Can you tell me if I can use the geese or geeglm function with this data
eg: : HIBP~ time* Age
Here age is a factor with 3 levels, time: 2 levels, HIBP = yes/no.

From your original data:
BP_2b<-read.csv("BP_2b.csv",sep="\t")
head(BP_2b,2)
#  CODEA Sex MaternalAge Education Birthplace AggScore IntScore Obese14
#1     1  NA           3         4          1       NA       NA      NA
#2     3   2           3         3          1        0        0       0
 # Overweight14 Overweight21 Obese21 hibp14 hibp21
#1           NA           NA      NA     NA     NA
#2            0            1       0      0      0

If I understand your new classification:
BP.stacknormal<- subset(BP_2b,Obese14==0 & Overweight14==0 & Obese21==0 & Overweight21==0)
BP.stackObese <- subset(BP_2b,(Obese14==1& Overweight14==0 & Obese14==1&Overweight14==1)|(Obese14==1&Overweight14==1 & Obese21==1 & Overweight21==0)|(Obese14==1&Overweight14==0 & Obese21==0 & Overweight21==0)|(Obese14==0 & Overweight14==0 & Obese21==1 & Overweight21==0)|(Obese14==0 & Overweight14==0 & Obese21==1 & Overweight21==1)|(Obese14==0 & Overweight14==1 & Obese21==1 &Overweight21==1)|(Obese14==1& Overweight14==1 & Obese21==1& Overweight21==1)) #check whether there are more classification that fits to #Obese
 BP.stackOverweight <- subset(BP_2b,(Obese14==0 & Overweight14==1 & Obese21==0 & Overweight21==1)|(Obese14==0 &Overweight14==1 & Obese21==0 & Overweight21==0)|(Obese14==0 & Overweight14==0 & Obese21==0 & Overweight21==1))
BP.stacknormal$Categ<-"Normal"
BP.stackObese$Categ<-"Obese"
BP.stackOverweight$Categ <- "Overweight" 
 BP.newObeseOverweightNormal<-na.omit(rbind(BP.stacknormal,BP.stackObese,BP.stackOverweight))
 nrow(BP.newObeseOverweightNormal)
#[1] 1581
BP.stack3 <- reshape(BP.newObeseOverweightNormal,idvar="CODEA",timevar="time",sep="_",varying=list(c("Obese14","Obese21"),c("Overweight14","Overweight21"),c("hibp14","hibp21")),v.names=c("Obese","Overweight","hibp"),direction="long")
library(car)
BP.stack3$time<-recode(BP.stack3$time,"1=14;2=21")
head(BP.stack3,2)
  #  CODEA Sex MaternalAge Education Birthplace AggScore IntScore  Categ time
#8.1     8   2           4         4          1        0        0 Normal   14
#9.1     9   1           3         6          2        0        0 Normal   14
  #  Obese Overweight hibp
#8.1     0          0    0

Now, your formula: (HIBP~time*Age), is it MaternalAge? 
If it is, it has three values
unique(BP.stack3$MaternalAge)
#[1] 4 3 5
and for time (14,21) # If it says that geese/geeglm, contrasts could be applied with factors>=2 levels, what is the problem?
If you take "Categ" variable, it also has 3 levels (Normal, Obese, Overweight).

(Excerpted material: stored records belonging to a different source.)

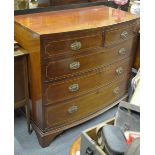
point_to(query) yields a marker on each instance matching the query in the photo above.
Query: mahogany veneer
(79, 64)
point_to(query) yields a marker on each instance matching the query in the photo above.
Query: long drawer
(71, 111)
(72, 42)
(60, 91)
(77, 65)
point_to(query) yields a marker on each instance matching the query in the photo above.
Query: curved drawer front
(68, 89)
(118, 34)
(71, 111)
(72, 43)
(77, 65)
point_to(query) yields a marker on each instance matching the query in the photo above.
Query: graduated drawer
(73, 110)
(71, 43)
(120, 33)
(72, 88)
(76, 65)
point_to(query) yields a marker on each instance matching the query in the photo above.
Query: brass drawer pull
(74, 65)
(124, 35)
(119, 71)
(116, 90)
(74, 87)
(76, 45)
(72, 109)
(122, 51)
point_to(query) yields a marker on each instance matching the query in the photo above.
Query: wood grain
(54, 41)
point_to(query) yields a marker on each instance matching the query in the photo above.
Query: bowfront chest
(79, 64)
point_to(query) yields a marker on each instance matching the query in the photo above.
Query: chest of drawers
(79, 64)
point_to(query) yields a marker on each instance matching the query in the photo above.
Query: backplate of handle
(72, 109)
(122, 51)
(119, 70)
(73, 87)
(74, 65)
(124, 35)
(116, 90)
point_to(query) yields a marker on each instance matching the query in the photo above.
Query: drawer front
(72, 88)
(76, 65)
(81, 107)
(72, 43)
(118, 34)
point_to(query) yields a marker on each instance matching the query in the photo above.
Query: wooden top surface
(73, 19)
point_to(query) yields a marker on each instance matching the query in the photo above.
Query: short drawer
(71, 111)
(117, 34)
(73, 43)
(72, 66)
(60, 91)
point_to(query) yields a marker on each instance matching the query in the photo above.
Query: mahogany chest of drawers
(79, 64)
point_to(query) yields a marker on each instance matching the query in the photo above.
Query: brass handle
(122, 51)
(119, 70)
(72, 109)
(74, 65)
(76, 45)
(124, 35)
(116, 90)
(74, 87)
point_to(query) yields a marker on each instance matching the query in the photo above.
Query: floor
(26, 144)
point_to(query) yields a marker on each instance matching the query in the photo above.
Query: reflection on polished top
(73, 19)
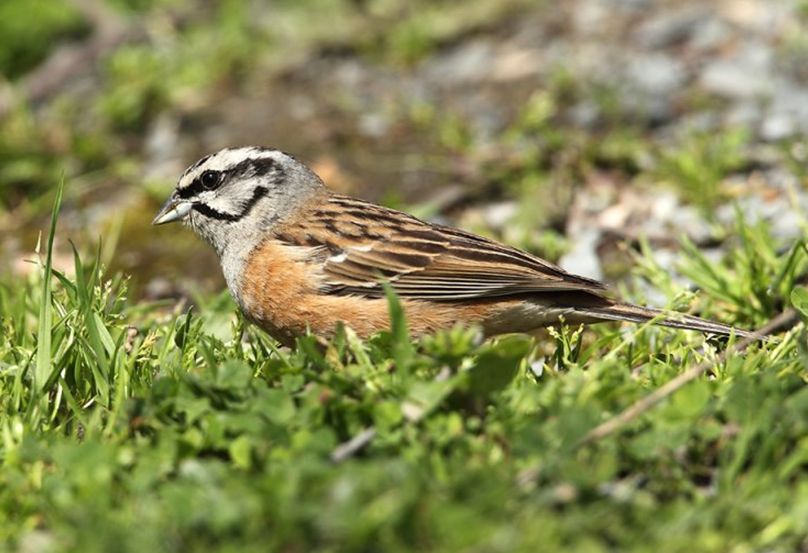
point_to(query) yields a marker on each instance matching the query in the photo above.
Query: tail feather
(637, 314)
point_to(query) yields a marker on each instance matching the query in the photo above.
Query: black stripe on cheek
(208, 211)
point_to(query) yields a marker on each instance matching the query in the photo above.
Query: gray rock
(747, 75)
(666, 29)
(656, 74)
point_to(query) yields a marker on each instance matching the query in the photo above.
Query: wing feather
(418, 259)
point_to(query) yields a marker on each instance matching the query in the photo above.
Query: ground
(658, 145)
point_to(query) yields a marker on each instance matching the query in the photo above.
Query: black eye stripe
(210, 179)
(213, 213)
(248, 167)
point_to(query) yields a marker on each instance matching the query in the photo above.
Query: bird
(299, 258)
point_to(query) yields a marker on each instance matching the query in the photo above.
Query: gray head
(236, 193)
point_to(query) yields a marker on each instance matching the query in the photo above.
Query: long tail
(637, 314)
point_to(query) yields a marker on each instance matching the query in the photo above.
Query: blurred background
(573, 129)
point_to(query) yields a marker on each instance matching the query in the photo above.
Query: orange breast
(280, 293)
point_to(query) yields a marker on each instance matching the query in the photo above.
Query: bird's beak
(173, 210)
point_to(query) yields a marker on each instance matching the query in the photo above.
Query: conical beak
(173, 210)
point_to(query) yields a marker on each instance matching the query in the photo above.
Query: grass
(126, 427)
(132, 426)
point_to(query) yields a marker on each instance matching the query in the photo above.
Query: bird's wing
(361, 245)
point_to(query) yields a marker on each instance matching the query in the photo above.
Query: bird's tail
(637, 314)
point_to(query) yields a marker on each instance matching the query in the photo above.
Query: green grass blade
(42, 369)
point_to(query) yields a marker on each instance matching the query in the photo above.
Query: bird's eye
(210, 179)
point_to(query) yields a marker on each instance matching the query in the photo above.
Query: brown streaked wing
(363, 245)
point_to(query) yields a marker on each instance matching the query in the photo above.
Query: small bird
(298, 257)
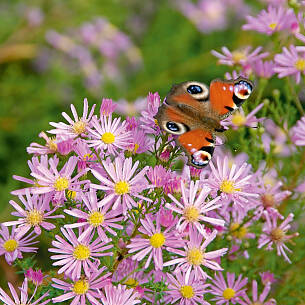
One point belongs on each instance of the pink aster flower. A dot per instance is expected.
(228, 292)
(276, 234)
(147, 120)
(186, 290)
(298, 132)
(37, 210)
(75, 256)
(275, 19)
(95, 218)
(12, 245)
(154, 241)
(108, 135)
(194, 255)
(49, 148)
(123, 184)
(194, 209)
(119, 295)
(76, 127)
(24, 297)
(50, 180)
(239, 57)
(290, 62)
(261, 299)
(264, 69)
(234, 183)
(107, 107)
(239, 118)
(35, 276)
(83, 289)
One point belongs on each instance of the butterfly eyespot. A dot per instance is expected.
(242, 90)
(175, 128)
(194, 89)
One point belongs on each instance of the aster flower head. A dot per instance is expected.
(228, 292)
(50, 180)
(239, 57)
(290, 62)
(187, 290)
(274, 234)
(24, 297)
(194, 208)
(34, 215)
(76, 127)
(123, 184)
(258, 299)
(108, 135)
(155, 240)
(85, 288)
(235, 184)
(102, 219)
(194, 255)
(239, 118)
(298, 132)
(274, 19)
(76, 256)
(13, 244)
(119, 295)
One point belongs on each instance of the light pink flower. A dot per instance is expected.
(187, 290)
(12, 245)
(194, 255)
(95, 218)
(123, 184)
(276, 234)
(194, 209)
(75, 256)
(24, 297)
(154, 241)
(37, 210)
(76, 127)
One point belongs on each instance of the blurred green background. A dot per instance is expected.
(36, 85)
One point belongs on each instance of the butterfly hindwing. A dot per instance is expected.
(226, 96)
(199, 145)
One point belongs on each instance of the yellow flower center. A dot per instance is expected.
(238, 119)
(277, 234)
(71, 194)
(195, 256)
(96, 218)
(227, 186)
(273, 25)
(228, 293)
(108, 138)
(238, 56)
(80, 287)
(268, 200)
(131, 282)
(52, 145)
(238, 231)
(187, 291)
(300, 64)
(81, 252)
(157, 240)
(34, 217)
(10, 245)
(61, 184)
(79, 127)
(191, 214)
(121, 187)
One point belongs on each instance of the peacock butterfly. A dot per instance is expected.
(193, 112)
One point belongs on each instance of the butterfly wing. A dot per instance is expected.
(226, 96)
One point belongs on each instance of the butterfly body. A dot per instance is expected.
(193, 112)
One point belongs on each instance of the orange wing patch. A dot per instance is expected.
(221, 97)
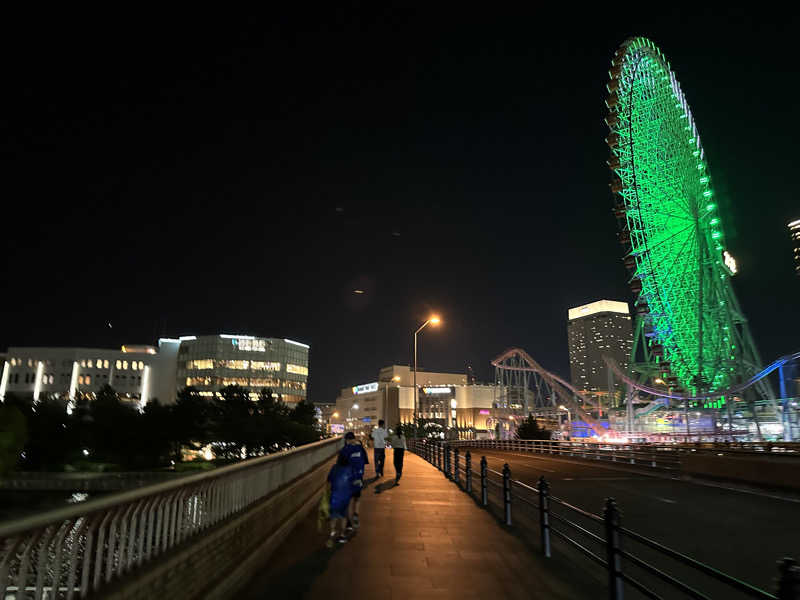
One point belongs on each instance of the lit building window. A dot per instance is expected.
(297, 369)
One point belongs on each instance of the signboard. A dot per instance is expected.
(730, 262)
(366, 388)
(437, 390)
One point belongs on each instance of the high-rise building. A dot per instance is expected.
(794, 232)
(595, 330)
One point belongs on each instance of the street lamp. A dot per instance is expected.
(435, 320)
(569, 419)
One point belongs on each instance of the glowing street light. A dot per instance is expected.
(569, 419)
(434, 319)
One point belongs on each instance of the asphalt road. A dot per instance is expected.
(738, 532)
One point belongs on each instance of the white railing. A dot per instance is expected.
(73, 551)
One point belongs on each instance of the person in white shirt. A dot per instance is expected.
(379, 447)
(398, 443)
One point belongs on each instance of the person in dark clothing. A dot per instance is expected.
(340, 486)
(357, 457)
(398, 443)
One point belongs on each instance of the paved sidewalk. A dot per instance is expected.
(422, 539)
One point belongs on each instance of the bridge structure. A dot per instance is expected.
(526, 384)
(210, 535)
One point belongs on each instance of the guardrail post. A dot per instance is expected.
(484, 485)
(615, 582)
(789, 582)
(468, 469)
(544, 515)
(507, 492)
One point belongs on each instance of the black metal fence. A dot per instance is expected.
(631, 561)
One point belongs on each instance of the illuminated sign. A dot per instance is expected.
(366, 388)
(248, 344)
(598, 307)
(730, 262)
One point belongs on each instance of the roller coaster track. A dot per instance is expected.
(565, 391)
(612, 364)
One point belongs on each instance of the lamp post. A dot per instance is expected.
(569, 420)
(434, 320)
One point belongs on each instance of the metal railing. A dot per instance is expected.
(598, 537)
(77, 550)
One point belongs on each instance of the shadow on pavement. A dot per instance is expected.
(386, 485)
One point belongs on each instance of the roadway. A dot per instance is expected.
(742, 533)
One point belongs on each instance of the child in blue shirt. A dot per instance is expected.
(340, 486)
(357, 456)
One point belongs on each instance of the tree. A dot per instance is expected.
(13, 436)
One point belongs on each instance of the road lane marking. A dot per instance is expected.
(523, 456)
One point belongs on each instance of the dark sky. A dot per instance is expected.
(184, 175)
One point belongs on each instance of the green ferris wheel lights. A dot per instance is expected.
(670, 227)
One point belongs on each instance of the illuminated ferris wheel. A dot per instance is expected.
(690, 333)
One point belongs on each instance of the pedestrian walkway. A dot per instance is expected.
(422, 539)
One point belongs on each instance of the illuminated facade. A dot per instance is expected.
(134, 371)
(212, 362)
(794, 233)
(594, 330)
(142, 373)
(445, 398)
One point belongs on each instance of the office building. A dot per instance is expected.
(594, 330)
(143, 373)
(134, 371)
(212, 362)
(794, 234)
(447, 399)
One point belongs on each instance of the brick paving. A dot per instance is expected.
(422, 539)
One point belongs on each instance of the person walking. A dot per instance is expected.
(379, 435)
(398, 443)
(340, 489)
(357, 457)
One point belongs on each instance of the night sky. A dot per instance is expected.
(177, 175)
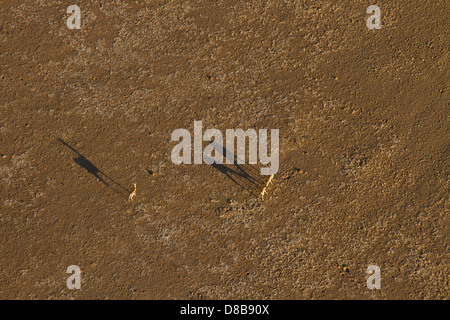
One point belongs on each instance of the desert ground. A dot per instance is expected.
(363, 117)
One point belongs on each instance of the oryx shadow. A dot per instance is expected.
(244, 175)
(96, 172)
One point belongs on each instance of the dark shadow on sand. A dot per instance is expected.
(92, 169)
(244, 175)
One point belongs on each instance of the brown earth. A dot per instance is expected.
(364, 149)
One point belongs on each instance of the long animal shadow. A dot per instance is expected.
(244, 175)
(96, 172)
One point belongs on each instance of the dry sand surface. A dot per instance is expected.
(364, 149)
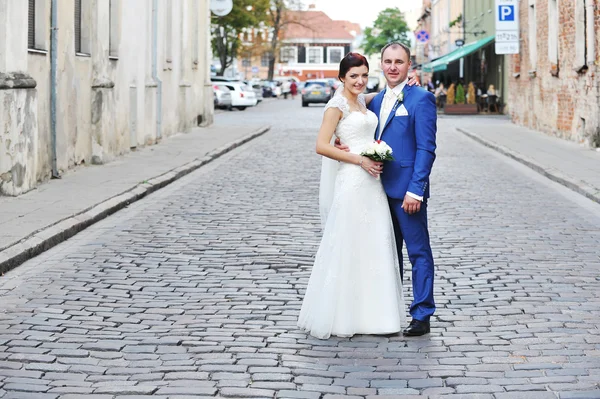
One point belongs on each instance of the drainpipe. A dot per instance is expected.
(155, 68)
(53, 83)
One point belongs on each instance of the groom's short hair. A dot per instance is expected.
(396, 44)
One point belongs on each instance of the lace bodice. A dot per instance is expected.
(355, 129)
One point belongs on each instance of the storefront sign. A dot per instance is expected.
(507, 26)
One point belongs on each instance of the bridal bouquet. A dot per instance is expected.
(378, 151)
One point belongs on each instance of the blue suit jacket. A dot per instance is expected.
(412, 138)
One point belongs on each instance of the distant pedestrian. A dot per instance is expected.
(285, 88)
(293, 89)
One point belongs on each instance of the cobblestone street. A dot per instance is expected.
(194, 291)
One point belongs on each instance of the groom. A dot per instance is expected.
(407, 123)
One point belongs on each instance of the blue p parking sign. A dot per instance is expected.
(507, 27)
(506, 13)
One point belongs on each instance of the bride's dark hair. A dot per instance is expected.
(351, 60)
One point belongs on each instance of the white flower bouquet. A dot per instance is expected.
(378, 151)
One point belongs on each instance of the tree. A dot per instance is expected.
(278, 18)
(227, 29)
(390, 26)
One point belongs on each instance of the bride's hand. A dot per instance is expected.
(338, 144)
(372, 167)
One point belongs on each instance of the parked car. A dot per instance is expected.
(267, 89)
(242, 95)
(316, 91)
(222, 96)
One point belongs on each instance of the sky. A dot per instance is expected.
(361, 11)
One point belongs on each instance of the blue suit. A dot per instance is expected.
(412, 138)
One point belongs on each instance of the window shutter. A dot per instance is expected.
(78, 26)
(31, 25)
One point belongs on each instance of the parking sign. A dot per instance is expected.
(507, 26)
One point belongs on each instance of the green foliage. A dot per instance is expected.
(460, 94)
(450, 95)
(457, 21)
(226, 30)
(389, 26)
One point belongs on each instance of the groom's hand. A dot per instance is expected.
(413, 81)
(338, 144)
(411, 205)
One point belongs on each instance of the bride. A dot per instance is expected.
(355, 285)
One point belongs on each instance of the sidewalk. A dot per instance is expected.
(58, 209)
(563, 161)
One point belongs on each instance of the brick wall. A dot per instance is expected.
(564, 104)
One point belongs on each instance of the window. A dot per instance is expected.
(289, 54)
(335, 54)
(532, 36)
(264, 59)
(82, 27)
(31, 25)
(553, 36)
(36, 26)
(115, 28)
(315, 55)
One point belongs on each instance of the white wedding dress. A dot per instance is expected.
(355, 285)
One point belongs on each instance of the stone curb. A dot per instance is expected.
(567, 181)
(46, 238)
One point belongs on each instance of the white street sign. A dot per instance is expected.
(507, 26)
(221, 7)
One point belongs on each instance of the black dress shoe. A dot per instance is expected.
(416, 328)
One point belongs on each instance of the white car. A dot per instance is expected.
(242, 95)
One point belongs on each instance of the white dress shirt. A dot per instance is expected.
(391, 95)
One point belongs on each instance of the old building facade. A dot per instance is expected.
(554, 83)
(84, 81)
(311, 45)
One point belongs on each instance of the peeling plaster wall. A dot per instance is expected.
(18, 140)
(105, 105)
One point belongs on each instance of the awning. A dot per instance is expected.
(442, 63)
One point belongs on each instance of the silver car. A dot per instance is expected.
(316, 91)
(222, 96)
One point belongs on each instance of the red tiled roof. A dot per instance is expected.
(315, 25)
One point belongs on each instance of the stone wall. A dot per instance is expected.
(560, 99)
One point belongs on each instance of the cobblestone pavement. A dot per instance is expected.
(194, 291)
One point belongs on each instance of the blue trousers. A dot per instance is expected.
(412, 230)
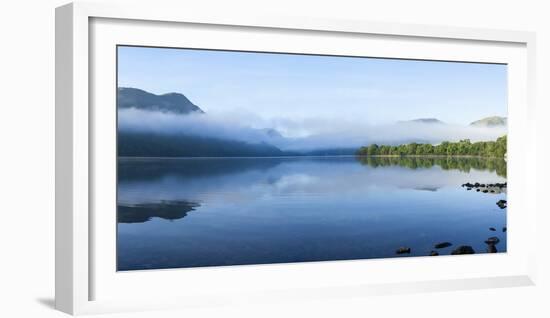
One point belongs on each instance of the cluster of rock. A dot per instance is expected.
(462, 249)
(502, 204)
(486, 188)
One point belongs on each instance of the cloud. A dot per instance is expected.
(304, 134)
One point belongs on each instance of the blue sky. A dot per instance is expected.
(378, 91)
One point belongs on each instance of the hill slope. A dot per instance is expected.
(167, 103)
(493, 121)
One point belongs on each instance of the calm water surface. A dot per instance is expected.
(176, 213)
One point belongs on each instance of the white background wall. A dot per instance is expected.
(27, 160)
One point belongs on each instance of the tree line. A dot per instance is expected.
(464, 164)
(495, 149)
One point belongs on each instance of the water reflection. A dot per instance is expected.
(176, 213)
(168, 210)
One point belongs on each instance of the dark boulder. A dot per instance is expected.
(464, 249)
(492, 240)
(502, 204)
(403, 250)
(443, 245)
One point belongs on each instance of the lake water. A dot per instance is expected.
(175, 213)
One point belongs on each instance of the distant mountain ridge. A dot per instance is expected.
(175, 103)
(493, 121)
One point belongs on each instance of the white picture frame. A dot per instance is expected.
(85, 33)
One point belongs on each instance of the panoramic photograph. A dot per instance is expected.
(243, 158)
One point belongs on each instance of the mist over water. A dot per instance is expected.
(304, 134)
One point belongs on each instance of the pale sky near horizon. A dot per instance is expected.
(380, 91)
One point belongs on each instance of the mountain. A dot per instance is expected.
(167, 103)
(493, 121)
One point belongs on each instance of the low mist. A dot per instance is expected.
(288, 134)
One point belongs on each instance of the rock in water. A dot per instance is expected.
(502, 204)
(443, 245)
(492, 240)
(464, 249)
(403, 250)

 BP.stack3$MaternalAge<-factor(BP.stack3$MaternalAge)
 BP.stack3$time<-factor(BP.stack3$time)

library(geepack)
For your last question about how to get the p-values:
# Using one of the example datasets:
data(seizure)
     seiz.l <- reshape(seizure,
                       varying=list(c("base","y1", "y2", "y3", "y4")),
                       v.names="y", times=0:4, direction="long")
     seiz.l <- seiz.l[order(seiz.l$id, seiz.l$time),]
     seiz.l$t <- ifelse(seiz.l$time == 0, 8, 2)
     seiz.l$x <- ifelse(seiz.l$time == 0, 0, 1)
     m1 <- geese(y ~ offset(log(t)) + x + trt + x:trt, id = id,
                 data=seiz.l, corstr="exch", family=poisson)
     summary(m1)
     
 summary(m1)$mean["p"]
#                    p
#(Intercept) 0.0000000
#x           0.3347040
#trt         0.9011982
#x:trt       0.6236769


#If you need the p-values of the scale
   summary(m1)$scale["p"]
 #                   p
#(Intercept) 0.0254634

Hope it helps.

A.K.






----- Original Message -----
From: rex2013 <usha.nathan at gmail.com>
To: r-help at r-project.org
Cc: 
Sent: Sunday, January 6, 2013 4:55 AM
Subject: Re: [R] random effects model

Hi A.K

Regarding my question on comparing normal/ obese/overweight with blood
pressure change, I did finally as per the first suggestion of stacking the
data and creating a normal category . This only gives me a obese not obese
14, but when I did with the wide format hoping to  get  a
obese14,normal14,overweight 14 Vs hibp 21, i could not complete any of the
models.
This time I classified obese=1 & overweight=1 as obese itself.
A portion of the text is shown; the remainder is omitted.